While the organizer was explaining the rules, the crowd gathered tight around our little table. Some of them pressed in a little too close.

“Mmmm…someone smells good,” said a female voice behind me. I looked over my shoulder. It was an attractive black woman.

“Clubman Citrus Musk,” I said. She smiled at me. Her date, a very suave looking Billy Dee Williams type, smiled too and gave me a thumbs up.

“Could we have a little breathing room?” said the Champ. His tone conveyed that this was more than a request. Volunteers stepped in to push the crowd back. We were ready to begin.

An organizer stepped up to the table and placed seven tiles face down in front of the Champ and me. I looked up at the Champ. He looked as cool and calm as ever…imagine James Bond at a Monte Carlo baccarat table, sipping a very dry martini—except he has a little too much bristly hair going down the back of his neck and his martini is a Mr. Pibb.
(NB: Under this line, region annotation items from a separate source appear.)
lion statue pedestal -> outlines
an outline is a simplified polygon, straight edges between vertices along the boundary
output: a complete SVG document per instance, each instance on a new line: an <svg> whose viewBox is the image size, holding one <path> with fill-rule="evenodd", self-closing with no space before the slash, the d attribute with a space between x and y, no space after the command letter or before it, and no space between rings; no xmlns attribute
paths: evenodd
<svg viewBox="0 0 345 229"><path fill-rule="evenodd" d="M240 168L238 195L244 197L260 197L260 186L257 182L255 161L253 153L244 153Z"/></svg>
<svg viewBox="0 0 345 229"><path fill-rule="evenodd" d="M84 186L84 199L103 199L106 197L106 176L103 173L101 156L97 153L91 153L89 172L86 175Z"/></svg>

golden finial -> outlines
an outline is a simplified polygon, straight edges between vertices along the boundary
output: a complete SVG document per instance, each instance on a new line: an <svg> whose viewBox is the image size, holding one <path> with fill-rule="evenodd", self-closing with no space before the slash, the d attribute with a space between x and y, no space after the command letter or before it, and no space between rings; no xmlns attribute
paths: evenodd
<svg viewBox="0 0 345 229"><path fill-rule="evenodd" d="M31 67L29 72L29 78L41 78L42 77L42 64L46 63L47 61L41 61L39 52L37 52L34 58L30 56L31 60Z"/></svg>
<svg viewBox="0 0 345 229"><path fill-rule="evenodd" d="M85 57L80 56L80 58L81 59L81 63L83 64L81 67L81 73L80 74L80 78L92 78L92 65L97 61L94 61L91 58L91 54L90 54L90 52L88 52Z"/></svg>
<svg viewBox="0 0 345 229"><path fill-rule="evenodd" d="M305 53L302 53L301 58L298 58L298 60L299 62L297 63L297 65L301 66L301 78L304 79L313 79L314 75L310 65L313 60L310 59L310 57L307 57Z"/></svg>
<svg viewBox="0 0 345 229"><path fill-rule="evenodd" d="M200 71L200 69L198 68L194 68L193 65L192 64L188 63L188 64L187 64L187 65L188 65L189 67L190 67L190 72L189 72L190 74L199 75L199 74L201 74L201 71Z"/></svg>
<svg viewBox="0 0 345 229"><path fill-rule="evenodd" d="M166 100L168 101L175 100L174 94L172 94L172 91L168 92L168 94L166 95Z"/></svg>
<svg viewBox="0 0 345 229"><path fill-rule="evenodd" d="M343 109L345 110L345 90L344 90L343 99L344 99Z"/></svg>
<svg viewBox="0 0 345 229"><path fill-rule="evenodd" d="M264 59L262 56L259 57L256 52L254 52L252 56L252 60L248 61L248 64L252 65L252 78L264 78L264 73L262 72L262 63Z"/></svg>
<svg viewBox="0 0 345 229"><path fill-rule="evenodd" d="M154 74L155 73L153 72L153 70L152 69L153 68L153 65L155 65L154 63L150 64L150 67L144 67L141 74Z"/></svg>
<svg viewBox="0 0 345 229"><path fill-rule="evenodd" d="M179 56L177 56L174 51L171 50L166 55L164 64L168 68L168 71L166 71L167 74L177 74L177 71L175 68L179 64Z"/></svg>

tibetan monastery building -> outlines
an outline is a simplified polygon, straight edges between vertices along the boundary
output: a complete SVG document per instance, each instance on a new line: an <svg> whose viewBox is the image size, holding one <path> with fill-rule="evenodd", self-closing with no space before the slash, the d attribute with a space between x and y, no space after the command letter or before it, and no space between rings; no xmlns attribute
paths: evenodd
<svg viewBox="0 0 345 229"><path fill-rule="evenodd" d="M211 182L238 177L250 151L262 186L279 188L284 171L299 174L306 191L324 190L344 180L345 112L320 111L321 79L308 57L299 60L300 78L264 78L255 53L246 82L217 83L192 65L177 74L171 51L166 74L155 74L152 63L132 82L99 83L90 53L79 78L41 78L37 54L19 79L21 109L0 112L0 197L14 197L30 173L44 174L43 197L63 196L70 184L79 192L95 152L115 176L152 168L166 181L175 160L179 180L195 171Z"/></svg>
“Are you ready?” asked the organizer.

“Ready,” said the Champ.

“Ready,” said I.

“Begin!” said the organizer.

The Champ and I picked up our tiles, placed them on our racks, and studied them. Neither of us moved any tiles around at first, and it occurred to me that perhaps the Champ didn’t need to rearrange tiles. Perhaps he could just see things in his head. Maybe that’s why he was the Champ. Or maybe he was just messing with my head. Maybe he was trying to intimidate me by not touching his tiles, which would make me feel self-conscious about the idea of touching my tiles, which meant I wouldn’t be able to rearrange my tiles, which would put me at a disadvantage since I normally like to move my tiles around.

“Fifty seconds,” said the organizer.

Damn! I thought to myself. I just wasted 10 seconds trying to outthink the Champ. He was good, no doubt about it. Without even trying, he had gotten into my head and thrown me off my game. But I wasn’t going to let myself get caught up in his head games…not in a sixty-second dash to Scrabble immortality. I decided right then and there that win or lose, I was going to play my way.

“Forty seconds,” said the organizer. I started rearranging my tiles.

The Champ and I were each dealt the following letters: EFIOMT. Yes, I know…that’s only six letters. There was a seventh letter, but I can’t remember what it was. It doesn’t matter anyway. Neither the Champ nor I were able to use that seventh letter, so I can pretty much guarantee that it was unusable. The Champ and I each played our hand using those six letters: EFIOMT.

I was rearranging my letters and coming up with some different options … FIT… MET… OFT… but nothing good. Meanwhile, the Champ still hadn’t lifted a finger. He just sat there studying his tiles, still trying to get into my head. But I was playing my own game…staying within myself. I kept rearranging my tiles: TOME… TIME… EMIT… MITE… OMIT…

“Thirty seconds.”

Finally, the Champ started rearranging his tiles. And oddly enough, the fact that he was following my lead bolstered my confidence. But that little boost in confidence was accompanied by a shot of adrenalin, which in turn made it more difficult to concentrate, and suddenly, I couldn’t think straight. I was losing it. I continued to rearrange my letters, but it was all nonsense: MIFO… FIMO… TIMO… TEFI… FIOT… nothing!